# Sparkling ale recipe



## jkhlt1210 (21/6/14)

G'day guys looking to make a coopers Sparkling Ale brew. Any suggestions on recipe?


----------



## jkhlt1210 (21/6/14)

Actually or better yet what about a recipe using the coopers IPA can???


----------



## Ducatiboy stu (21/6/14)

Grab a tin of Coopers Pale Ale and a tin of malt and some extra (500g) of dry malt.

You might need some more POR hops as well.


----------



## indica86 (21/6/14)

http://www.coopers.com.au/#/diy-beer/beer-recipes/ale/detail/coopers-sparkling-ale/


----------



## maaark (21/6/14)

I did a brew last month using the sparkling ale can and recommend you make it a higher gravity brew as per indica's link. Mine was about 4% and turned out very sweet to begin with. Took a month in the bottle for the sweetness to lose its edge. 

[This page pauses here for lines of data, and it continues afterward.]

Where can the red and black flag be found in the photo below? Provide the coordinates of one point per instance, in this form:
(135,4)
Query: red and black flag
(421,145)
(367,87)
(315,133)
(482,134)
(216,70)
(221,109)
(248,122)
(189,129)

Otherwise, Coopers recipe of the month right now is a Hop Slam IPA. Let us know what you decide to do


----------



## Bribie G (21/6/14)

Makes a pretty good knockoff. You'll need to buy two or three longnecks of Sparkling, drink them and culture the yeast from the bottom of the bottles, it's mostly in the yeast.


----------



## ManVsBeer (22/6/14)

Bribie G said:


> You'll need to buy two or three longnecks of Sparkling, drink them and culture the yeast from the bottom of the bottles, it's mostly in the yeast.


+1

I've been out of the game for a while, but if you use Coopers yeast you're onto a winner. Done it plenty of times. I am culturing some right now and i have no idea what I'm going to use it for. Amber ale I think with a "Coopers taste".


----------



## boyracer (23/6/14)

^^^ I read/heard somewhere that Coopers coldcrash the 'primary' yeast out and add a different strain to the bottle conditioning? BS or not?
Coopers website has recommendation on culturing from bottles so i say BS.
Think i will be trying this next brew myself.


----------



## Bribie G (23/6/14)

Little Creatures do that, but not Coopers. They are keen to promote home brewing for some odd reason  - that's why their longnecks are still heavy glass prise-offs.


----------



## Ducatiboy stu (23/6/14)

Bribie G said:


> Little Creatures do that, but not Coopers. They are keen to promote home brewing for some odd reason  - that's why their longnecks are still heavy glass prise-offs.


I had a chance to ask Dr Tim Cooper about the yeast and bottles.....and all things beer.

He told me that they tried to dry their brewery yeast but it just didnt work sucesfully, so they had to go to a different dried strain for the kits, but he strongly recomended re-cultering the bottle yeast. He also explained that they went to the stronger crown seal bottles because of home brewers. They also use liquid sugar for primming bottles & kegs.


----------



## gsouth82 (23/6/14)

When I did the Coopers tour last year they said they filter their beer before bottling to remove the yeast from the fermentation stage and then add priming sugar and fresh yeast to the bottle for conditioning. They didn't say it was different yeast so I assume its the same yeast strain as the original they used to ferment.


----------



## jkhlt1210 (23/6/14)

Ok so obviously one day I really have to reculture the yeast!


----------